Going back to the drawing board, I think an interesting option would be to use a string potentiometer. However, I would need to find one that covers the entire slide length (~62 cm), that wouldn't interfere with trombone playing (low resistance) and that plays nice with the arduino.
johnwasser:
How about a length of resistance wire mounted on the body and a wiper attached to the slide? Same effect but no spring to work against.
I'd been looking at this problem myself. I see that very thin nichrome wire is ~40ohms/foot and videotape is about 100Kohms/inch. Any suggestions for something in-between?
johnwasser:
The problem I see with the string potentiometer is the return spring. You have to work against it and I think it will limit return speed.
Yes, that's what I think... I've never used string potentiometers so I have no idea what kind of force is involved, but it's likely enough to upset playability.
johnwasser:
How about a length of resistance wire mounted on the body and a wiper attached to the slide? Same effect but no spring to work against.

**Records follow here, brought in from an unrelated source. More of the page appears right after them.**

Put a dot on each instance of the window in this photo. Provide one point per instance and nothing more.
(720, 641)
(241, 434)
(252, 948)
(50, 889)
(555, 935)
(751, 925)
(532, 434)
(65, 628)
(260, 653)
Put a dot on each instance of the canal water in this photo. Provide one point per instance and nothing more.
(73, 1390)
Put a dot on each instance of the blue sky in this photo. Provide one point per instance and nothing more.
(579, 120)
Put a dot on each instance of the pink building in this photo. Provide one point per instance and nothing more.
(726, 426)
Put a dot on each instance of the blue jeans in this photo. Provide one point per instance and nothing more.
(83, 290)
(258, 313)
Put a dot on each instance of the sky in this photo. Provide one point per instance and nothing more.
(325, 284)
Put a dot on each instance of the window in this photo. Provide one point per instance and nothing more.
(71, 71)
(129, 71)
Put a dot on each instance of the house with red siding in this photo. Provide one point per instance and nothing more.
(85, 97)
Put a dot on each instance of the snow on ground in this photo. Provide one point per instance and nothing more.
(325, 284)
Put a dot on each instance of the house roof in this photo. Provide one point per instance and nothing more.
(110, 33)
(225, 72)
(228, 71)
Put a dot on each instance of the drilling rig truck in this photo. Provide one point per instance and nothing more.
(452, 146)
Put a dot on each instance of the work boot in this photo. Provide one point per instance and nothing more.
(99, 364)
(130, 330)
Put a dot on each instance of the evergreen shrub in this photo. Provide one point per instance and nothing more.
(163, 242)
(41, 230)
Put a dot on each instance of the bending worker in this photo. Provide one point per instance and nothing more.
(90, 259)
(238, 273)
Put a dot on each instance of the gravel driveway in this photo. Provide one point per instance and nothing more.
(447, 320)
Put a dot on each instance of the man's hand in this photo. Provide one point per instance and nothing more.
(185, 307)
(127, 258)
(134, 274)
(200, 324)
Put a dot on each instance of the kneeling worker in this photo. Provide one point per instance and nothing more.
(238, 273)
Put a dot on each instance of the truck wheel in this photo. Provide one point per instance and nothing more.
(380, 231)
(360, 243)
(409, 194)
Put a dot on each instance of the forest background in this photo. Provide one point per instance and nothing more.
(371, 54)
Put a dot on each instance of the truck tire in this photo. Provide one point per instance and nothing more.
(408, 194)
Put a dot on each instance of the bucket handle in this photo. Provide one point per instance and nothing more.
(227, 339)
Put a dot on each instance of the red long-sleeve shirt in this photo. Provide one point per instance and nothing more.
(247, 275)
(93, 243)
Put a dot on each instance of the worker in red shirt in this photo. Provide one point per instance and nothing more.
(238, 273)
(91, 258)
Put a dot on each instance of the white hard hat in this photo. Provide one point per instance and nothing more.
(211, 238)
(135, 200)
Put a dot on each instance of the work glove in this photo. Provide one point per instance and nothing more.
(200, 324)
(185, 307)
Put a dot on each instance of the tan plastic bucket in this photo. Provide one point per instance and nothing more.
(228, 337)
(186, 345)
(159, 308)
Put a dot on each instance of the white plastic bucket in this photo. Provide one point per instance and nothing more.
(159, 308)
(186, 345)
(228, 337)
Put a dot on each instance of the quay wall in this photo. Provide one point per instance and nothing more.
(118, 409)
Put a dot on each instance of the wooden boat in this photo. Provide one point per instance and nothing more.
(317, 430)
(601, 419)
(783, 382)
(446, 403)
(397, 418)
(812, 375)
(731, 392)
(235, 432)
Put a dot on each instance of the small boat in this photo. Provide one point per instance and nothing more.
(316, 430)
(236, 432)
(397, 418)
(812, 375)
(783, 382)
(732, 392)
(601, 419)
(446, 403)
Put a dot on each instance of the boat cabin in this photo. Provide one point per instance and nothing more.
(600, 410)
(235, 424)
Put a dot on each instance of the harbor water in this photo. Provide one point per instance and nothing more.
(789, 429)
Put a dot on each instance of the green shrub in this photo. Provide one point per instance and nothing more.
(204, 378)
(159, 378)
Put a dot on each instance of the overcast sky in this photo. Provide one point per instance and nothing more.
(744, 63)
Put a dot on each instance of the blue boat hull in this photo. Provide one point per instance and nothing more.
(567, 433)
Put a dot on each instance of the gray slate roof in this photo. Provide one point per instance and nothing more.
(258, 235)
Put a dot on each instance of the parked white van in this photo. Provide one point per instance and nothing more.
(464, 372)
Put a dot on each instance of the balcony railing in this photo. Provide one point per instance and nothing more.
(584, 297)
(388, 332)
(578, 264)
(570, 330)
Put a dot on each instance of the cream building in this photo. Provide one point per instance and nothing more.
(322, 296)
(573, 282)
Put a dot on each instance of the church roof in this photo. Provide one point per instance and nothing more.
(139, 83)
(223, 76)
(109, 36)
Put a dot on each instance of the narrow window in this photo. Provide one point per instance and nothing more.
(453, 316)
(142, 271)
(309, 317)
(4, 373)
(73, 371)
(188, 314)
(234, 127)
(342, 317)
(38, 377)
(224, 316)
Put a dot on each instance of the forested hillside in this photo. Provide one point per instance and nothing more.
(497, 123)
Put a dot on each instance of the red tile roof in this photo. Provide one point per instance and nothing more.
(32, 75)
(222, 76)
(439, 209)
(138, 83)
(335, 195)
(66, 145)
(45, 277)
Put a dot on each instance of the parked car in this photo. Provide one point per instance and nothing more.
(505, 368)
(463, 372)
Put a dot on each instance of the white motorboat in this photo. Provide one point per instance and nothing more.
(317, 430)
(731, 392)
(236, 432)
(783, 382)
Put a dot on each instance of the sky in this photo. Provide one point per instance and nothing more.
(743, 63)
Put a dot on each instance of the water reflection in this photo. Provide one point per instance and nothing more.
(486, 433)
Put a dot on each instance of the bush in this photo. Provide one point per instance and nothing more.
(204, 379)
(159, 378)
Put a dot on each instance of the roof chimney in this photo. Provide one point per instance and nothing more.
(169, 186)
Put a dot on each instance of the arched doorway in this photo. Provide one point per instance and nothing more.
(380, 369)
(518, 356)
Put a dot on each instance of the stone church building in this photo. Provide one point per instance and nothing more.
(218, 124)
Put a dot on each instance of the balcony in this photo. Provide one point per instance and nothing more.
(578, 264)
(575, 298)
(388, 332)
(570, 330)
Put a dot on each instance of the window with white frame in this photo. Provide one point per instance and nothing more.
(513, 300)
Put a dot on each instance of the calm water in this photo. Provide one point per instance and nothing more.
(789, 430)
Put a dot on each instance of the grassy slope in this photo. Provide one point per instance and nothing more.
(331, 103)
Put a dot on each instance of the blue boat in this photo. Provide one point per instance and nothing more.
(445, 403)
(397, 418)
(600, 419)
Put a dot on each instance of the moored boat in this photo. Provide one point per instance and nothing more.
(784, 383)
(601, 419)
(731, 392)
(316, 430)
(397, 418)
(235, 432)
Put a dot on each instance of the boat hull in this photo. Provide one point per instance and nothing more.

This is an intriguing idea. I think I could make this work, but I really don't know where to start (I'm more of a software guy). Could you point me in the general direction (products and projects I should look at).
Chagrin:
I'd been looking at this problem myself. I see that very thin nichrome wire is ~40ohms/foot and videotape is about 100Kohms/inch. Any suggestions for something in-between?
This may sound stupid, but if you taped an optical mouse to your trombone, do you think it would sense and measure the movement of the slide? I did something like that with an optical mouse and a syringe to measure the amount of fluid delivered. Since you have nothing better at the moment, you could try that.
Another possibility is a strip of plastic with alternating clear and dark lines. An optical quadrature encoder like on a inkjet carriage would then track the movement along the strip. The strip could be on the slide so the electro-optical parts don't have to move.